Share your dilemmas and get honest opinions from other Mumsnetters.

to have not told her we're moving?

66 replies

tickleyourpickle · 25/03/2016 10:05

We live on a very quiet road and have been here for 8 years.
All of our neighbours are elderly and lovely.

A new couple have moved in at the back of us, their garden backs onto ours.

Yesterday we were playing in the garden after school with my DS(5) and DD(3) when the new neighbour pops her head over the fence. I thought she was maybe popping her head over to say hello, but no.

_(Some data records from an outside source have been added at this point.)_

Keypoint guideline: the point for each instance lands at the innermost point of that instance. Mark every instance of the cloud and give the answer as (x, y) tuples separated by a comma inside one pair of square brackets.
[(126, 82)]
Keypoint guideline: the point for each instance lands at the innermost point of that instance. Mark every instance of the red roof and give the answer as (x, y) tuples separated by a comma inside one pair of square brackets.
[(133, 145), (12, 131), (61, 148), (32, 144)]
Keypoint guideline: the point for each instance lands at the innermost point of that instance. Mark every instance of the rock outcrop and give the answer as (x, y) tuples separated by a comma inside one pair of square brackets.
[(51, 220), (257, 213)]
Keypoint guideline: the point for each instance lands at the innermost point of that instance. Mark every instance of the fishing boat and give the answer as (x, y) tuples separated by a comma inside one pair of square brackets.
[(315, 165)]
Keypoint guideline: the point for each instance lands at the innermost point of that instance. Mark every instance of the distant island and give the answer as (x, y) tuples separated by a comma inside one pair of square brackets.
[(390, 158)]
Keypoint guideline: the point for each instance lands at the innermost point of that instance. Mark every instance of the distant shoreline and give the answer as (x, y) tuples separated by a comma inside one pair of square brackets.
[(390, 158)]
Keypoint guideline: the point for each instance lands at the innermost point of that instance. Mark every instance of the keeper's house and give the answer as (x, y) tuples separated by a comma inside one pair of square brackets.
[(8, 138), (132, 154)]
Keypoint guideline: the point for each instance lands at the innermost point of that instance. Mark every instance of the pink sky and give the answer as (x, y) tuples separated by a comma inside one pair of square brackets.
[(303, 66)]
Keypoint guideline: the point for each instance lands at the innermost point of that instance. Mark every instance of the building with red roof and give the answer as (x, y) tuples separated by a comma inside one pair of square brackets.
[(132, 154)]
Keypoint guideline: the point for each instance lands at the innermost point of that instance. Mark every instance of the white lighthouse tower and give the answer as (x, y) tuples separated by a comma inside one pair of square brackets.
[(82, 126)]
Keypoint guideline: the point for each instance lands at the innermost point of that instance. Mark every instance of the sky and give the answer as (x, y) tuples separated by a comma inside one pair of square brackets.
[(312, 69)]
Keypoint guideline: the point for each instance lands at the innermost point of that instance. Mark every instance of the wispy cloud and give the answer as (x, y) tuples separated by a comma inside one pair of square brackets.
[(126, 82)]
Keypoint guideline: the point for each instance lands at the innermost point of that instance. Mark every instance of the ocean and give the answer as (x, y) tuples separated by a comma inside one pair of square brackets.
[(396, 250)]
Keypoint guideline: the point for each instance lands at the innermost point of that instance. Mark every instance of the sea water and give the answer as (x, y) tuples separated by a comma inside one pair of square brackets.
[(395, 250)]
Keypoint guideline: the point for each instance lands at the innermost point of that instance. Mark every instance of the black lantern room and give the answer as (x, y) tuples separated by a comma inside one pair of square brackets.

The conversation went like this :
Hello, do you live here?
Yes, hi I'm tickle
I've just moved in, I thought this was a nice quiet road
Yes it is it's lovely
I wasn't expecting children
Confused
I came here for a quiet retirement I didn't expect to have noisy children playing at the back of my garden

I was literally speechless, I could have put her out of her misery and told her were moving house in 2 weeks, but I didn't.

OP posts:
Andrewofgg · 25/03/2016 14:47

And if you buy a house in a road with no children the next to sell may change that and it's JTB if it bothers you!

birdling · 26/03/2016 07:52

You should put a little note through her door saying that you've thought long and hard about her situation and have decided that in order to give her what she needs, you have decided to move out. Lay it on thick.... You don't know where you'll all go, kids won't have a home for a while.....homelessness etc. But that clearly, you can't possibly infringe on her quiet retirement.
Then she'll see you move out (make sure you always look sad, get the kids to cry a lot and say "but mummy, where will we go?") And then she'll forever feel terrible that she caused a family to be homeless.Grin

liinyo · 26/03/2016 08:11

My DDs are grown up now and I love hearing the children in neighbouring gardens play. It's a reminder of very happy days.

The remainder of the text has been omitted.